One of the awful by-products of my bodily transformation became apparent one Saturday afternoon while cleaning my room. I was placing my shoes inside my closet when a smell hit me that I wish I could un-smell. I looked down at my precious Vans, and realized there was a price to pay for wearing a favorite pair of shoes every day for over a year.
From that day forth, I became mortified that another human being would smell my stinky shoes.
As a young man, I tried everything to mask the smell. Scrubbing my feet until bloody, Rubbing alcohol, cologne, deodorant stick, cigarette ashes...all to no avail. Most of my solutions were akin to rubbing a car pine scented deodorizer on Matthew McConaughey's armpits--and then all you end up with is Pine B.O.
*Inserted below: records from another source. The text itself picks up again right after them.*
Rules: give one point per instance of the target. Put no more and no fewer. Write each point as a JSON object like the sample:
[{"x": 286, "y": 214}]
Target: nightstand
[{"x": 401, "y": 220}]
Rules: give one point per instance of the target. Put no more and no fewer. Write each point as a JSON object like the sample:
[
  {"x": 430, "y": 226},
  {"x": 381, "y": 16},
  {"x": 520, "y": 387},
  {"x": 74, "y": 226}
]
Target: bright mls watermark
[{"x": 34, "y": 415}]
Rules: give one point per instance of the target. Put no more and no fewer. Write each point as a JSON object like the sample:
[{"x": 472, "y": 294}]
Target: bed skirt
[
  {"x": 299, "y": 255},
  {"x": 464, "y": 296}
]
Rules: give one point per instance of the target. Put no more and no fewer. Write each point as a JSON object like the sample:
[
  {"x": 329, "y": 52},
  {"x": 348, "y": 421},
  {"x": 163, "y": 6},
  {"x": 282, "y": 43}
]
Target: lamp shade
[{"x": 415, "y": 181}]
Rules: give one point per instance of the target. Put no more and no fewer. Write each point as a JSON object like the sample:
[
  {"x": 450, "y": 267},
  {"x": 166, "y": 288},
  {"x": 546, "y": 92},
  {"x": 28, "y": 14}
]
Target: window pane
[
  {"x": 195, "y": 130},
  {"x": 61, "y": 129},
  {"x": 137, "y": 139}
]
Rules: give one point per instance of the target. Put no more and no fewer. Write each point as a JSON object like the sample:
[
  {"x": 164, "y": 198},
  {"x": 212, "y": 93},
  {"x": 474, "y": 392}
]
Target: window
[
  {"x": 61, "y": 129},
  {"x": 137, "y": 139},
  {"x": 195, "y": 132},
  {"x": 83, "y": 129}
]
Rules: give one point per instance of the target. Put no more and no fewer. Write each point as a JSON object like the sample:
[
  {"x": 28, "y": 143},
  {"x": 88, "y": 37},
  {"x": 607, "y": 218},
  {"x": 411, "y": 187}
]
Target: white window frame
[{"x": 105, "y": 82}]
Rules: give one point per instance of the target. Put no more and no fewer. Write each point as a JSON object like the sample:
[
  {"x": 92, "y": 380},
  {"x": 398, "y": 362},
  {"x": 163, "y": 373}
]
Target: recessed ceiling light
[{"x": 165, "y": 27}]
As I grew older, I found that if you have a ton of shoes and rotate them accordingly, stink-foot can be avoided.
Unfortunately, in the last few weeks, I have noticed a faint smell of unpleasantness while sitting in my cubicle. My stinky feet had finally caught up with me after all these years.
I immediately went out and purchased a potential remedy---Gold Bond Maximum Strength Foot Powder. After purchase, I noticed that this product has "triple action relief"--Relieves itching, absorbs moisture, and controls foot odor. I don't really have itchy feet, but the insides of my shoes are a dank stinky place.
This is a white powder which you sprinkle onto your feet and insides of your shoes. Due to a terrible experience during a bike ride where I used a powder to reduce chaffing on my "naughty bits", I refuse to use powder on my person. I did pour a healthy amount into all of my shoes.
The powder smells like mediciney minty mentos. Alliteration aside, the smell isn't altogether unpleasant.
Unfortunately, the results are mixed. While I do not notice that my hoof-stench is not as potent in open-air, a long whiff at close range may cause nose hair to singe.
I will continue to use the Gold Bond on a long-term basis for two reasons--I hope that I have just lost the battle---not the war, and using this product reminds me of that Foo Fighters video I really like.
I give the foot powder 3 semi-fresh stars.